Flawless Magazine analyzed the full-year 2024 earnings transcripts of 12 major fashion and beauty companies—including LVMH, H&M, Inditex, Nike, L’Oréal, and Tapestry. While most mentioned environmental, social, and governance (ESG) initiatives at least once, sustainability was rarely presented as a value driver. In some cases, it was relegated to a footnote, squeezed between more traditional growth levers: pricing strategy, regional performance, and product innovation.

The Missing Link Between ESG and Earnings

On the surface, sustainability might seem like a non-financial concern. But that framing is outdated—and increasingly, risky. According to a 2023 report by McKinsey, companies with strong ESG performance experience lower capital costs, better employee retention, and more brand loyalty. Investors are paying attention.

Yet in most earnings calls we reviewed, ESG mentions were vague and brief:

“We remain committed to our sustainability goals,” one CEO noted, without clarifying timelines, metrics, or financial implications.

“Our new collection includes more recycled materials,” another said, without connecting it to cost savings, brand equity, or consumer demand shifts.

This superficial approach misses the point: ESG isn’t just a moral imperative. It’s a material business factor.

Opportunity Lost

Fashion is at a crossroads. Brands face growing pressure to reduce emissions, eliminate hazardous chemicals, and ensure fair labor across their supply chains. But this pressure also creates opportunity: in innovation, efficiency, consumer trust, and market differentiation.

  • Materials innovation (e.g., mycelium leather, regenerative cotton) can reduce costs over time and unlock new market segments.
  • Circular business models—such as resale, repair, and rental—offer fresh revenue streams with lower carbon impact.
  • Energy-efficient manufacturing can insulate brands from rising fuel costs and supply chain disruptions.

These are not marginal concerns—they are competitive advantages. But if they don’t appear in earnings narratives, they risk being underfunded or deprioritized.

The Risk of Silence

Failing to integrate sustainability into financial discussions also carries reputational and operational risk. Regulators in the EU, US, and UK are increasingly scrutinizing greenwashing and requiring more detailed ESG disclosures. Climate-related risks—from floods to droughts—already disrupt supply chains and threaten sourcing regions. Yet few companies explicitly tied these risks to revenue forecasts or strategic plans.

This omission is especially glaring given fashion’s environmental footprint:

  • Up to 10% of global emissions.
  • 20% of global wastewater.
  • Significant contributions to microplastic pollution and textile waste.

How can these realities not be reflected in financial planning?

A Tale of Two Leaders

There are exceptions. L’Oréal stands out for embedding sustainability targets into its executive compensation structure and discussing the ROI of its green science innovation during its earnings call.
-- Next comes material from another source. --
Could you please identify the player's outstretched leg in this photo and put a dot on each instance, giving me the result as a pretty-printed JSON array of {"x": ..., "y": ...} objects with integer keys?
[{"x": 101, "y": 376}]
Similarly, H&M provided detail on circularity pilots and how they tie into long-term growth strategy.

But these examples were the minority. Most brands treat ESG as a communications exercise, not a core business lens.

What Investors Want to Hear

A growing number of institutional investors now consider ESG performance as material to long-term value. BlackRock, State Street, and Legal & General have all issued frameworks pushing for ESG integration—not just in reports, but in earnings and strategy.

For brands that hope to future-proof themselves, this means:

  • Quantifying the ROI of sustainability initiatives.
  • Disclosing emissions reduction trajectories alongside revenue goals.
  • Discussing material risks, such as raw material scarcity or regulatory changes.
  • Highlighting innovation that decouples growth from environmental degradation.

Changing the Script

It’s time for fashion to move beyond boilerplate ESG statements. Investors, regulators, and consumers are asking deeper questions. Brands that continue to silo sustainability will struggle to justify their resilience—and relevance.

The good news? There’s still room to lead.

Imagine a quarterly call where a CFO discusses how transitioning to recycled polyester cut input costs by 12%. Or how supply chain electrification reduced carbon emissions and improved delivery reliability. These aren’t distant hypotheticals. They’re happening now, just not being said.

Sustainability belongs in the earnings spotlight—not just in CSR pages or annual reports. Because the future of fashion won’t just be judged by style or sales—but by whether it can thrive without costing the planet.